Pourtant, il est possible de penser des alternatives identitaires, en dehors de la catégorie «femme», tout en reconnaissant que ce groupe social est structuré par des rapports de domination et d’oppressions. Ce sont ces rapports qu’il nous faut détruire. Également, nous souhaitons penser l’être humain comme appartenant à la terre, et non en dehors de celle-ci, la contrôlant. Imaginer et faire exister d’autres formes d’identités, peut-être mouvantes, changeantes, d’autres possibilités d’être, d’autres orientations.

Entrer dans la danse

Mais à cette valse des éléments se joignent, ils s’invitent, pilant sur leurs pieds, un accroche jambe au passage, désorganisant la cadence et refusant de suivre les pas aux 1-2-3. D’une beauté infinie, vastes comme les territoires, multiples comme la biodiversité, nous avons pris l’habitude de les nommer luttes, résistances, solidarités. Invisibilisées, réprimées par les conflits de valeurs, le savoir-vivre normatif, les lois, elles existent pourtant et sont bien vivan·te·s. Elles prennent plusieurs formes, s’adaptent aux différents contextes, créant une diversité liée aux rapports sociaux et aux façons de vivre les identités multiples. Et les femmes, parmi d’autres personnes marginalisées, occupent souvent la première ligne de ces résistances pour le territoire.

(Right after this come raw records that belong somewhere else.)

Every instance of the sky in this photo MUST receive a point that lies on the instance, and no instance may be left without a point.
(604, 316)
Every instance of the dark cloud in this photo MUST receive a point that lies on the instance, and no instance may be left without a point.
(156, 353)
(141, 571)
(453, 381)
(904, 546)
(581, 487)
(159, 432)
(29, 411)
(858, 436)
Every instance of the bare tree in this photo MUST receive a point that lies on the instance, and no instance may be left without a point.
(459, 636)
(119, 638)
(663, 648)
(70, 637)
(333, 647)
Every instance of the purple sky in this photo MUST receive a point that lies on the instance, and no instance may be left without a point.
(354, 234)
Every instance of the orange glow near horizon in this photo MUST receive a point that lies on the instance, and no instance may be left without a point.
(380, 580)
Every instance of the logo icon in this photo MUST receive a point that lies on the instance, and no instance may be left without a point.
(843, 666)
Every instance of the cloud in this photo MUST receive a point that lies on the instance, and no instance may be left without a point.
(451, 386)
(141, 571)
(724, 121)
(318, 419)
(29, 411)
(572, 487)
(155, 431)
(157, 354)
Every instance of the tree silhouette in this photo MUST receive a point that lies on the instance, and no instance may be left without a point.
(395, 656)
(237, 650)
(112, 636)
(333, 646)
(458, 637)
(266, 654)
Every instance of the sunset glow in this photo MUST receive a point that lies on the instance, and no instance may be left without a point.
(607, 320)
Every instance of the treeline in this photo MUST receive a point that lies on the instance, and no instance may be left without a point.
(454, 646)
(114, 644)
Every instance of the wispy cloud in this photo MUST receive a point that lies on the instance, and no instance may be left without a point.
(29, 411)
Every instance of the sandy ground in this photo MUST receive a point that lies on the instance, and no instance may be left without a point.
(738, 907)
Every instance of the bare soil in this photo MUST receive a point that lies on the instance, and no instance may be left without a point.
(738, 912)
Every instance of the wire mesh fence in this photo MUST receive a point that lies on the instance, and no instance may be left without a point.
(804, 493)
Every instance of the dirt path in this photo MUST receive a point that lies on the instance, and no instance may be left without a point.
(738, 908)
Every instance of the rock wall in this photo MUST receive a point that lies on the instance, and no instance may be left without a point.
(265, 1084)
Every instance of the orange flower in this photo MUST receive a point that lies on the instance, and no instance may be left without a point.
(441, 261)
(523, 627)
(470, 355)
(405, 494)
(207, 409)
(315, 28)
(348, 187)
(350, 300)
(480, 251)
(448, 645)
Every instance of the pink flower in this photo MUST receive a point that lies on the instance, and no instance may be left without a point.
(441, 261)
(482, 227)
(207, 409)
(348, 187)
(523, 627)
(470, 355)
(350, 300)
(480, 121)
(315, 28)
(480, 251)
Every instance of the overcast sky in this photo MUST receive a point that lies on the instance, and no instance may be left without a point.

Nous, vivant·e·s, habitant·e·s de territoires dévastés, colonisés, sommes traversé·e·s par des rapports de pouvoirs et de domination. Nous en sommes parti·e·s prenant·e·s. Nous voulons faire tomber les masques. Nous souhaitons confronter les mille visages de la domination.

 

–Le Projet accompagnement solidarité Colombie (PASC) est un collectif qui depuis 2003 réalise de l’accompagnement auprès de communautés et organisations colombiennes tout en dénonçant les intérêts canadiens impliqués dans le conflit social et armé en Colombie. Le PASC œuvre aussi à faire des liens entre des luttes en Colombie et ici face à l’imposition de méga-projets d’extraction des ressources. Ce texte est écrit dans le cadre du projet Des-terres-minées: https://www.desterresminees.pasc.ca

 

Note:

1. GAARD, Greta. 1997. “Toward a queer ecofeminism”, page 9. Dans Hypatia, vol. 12, no 1.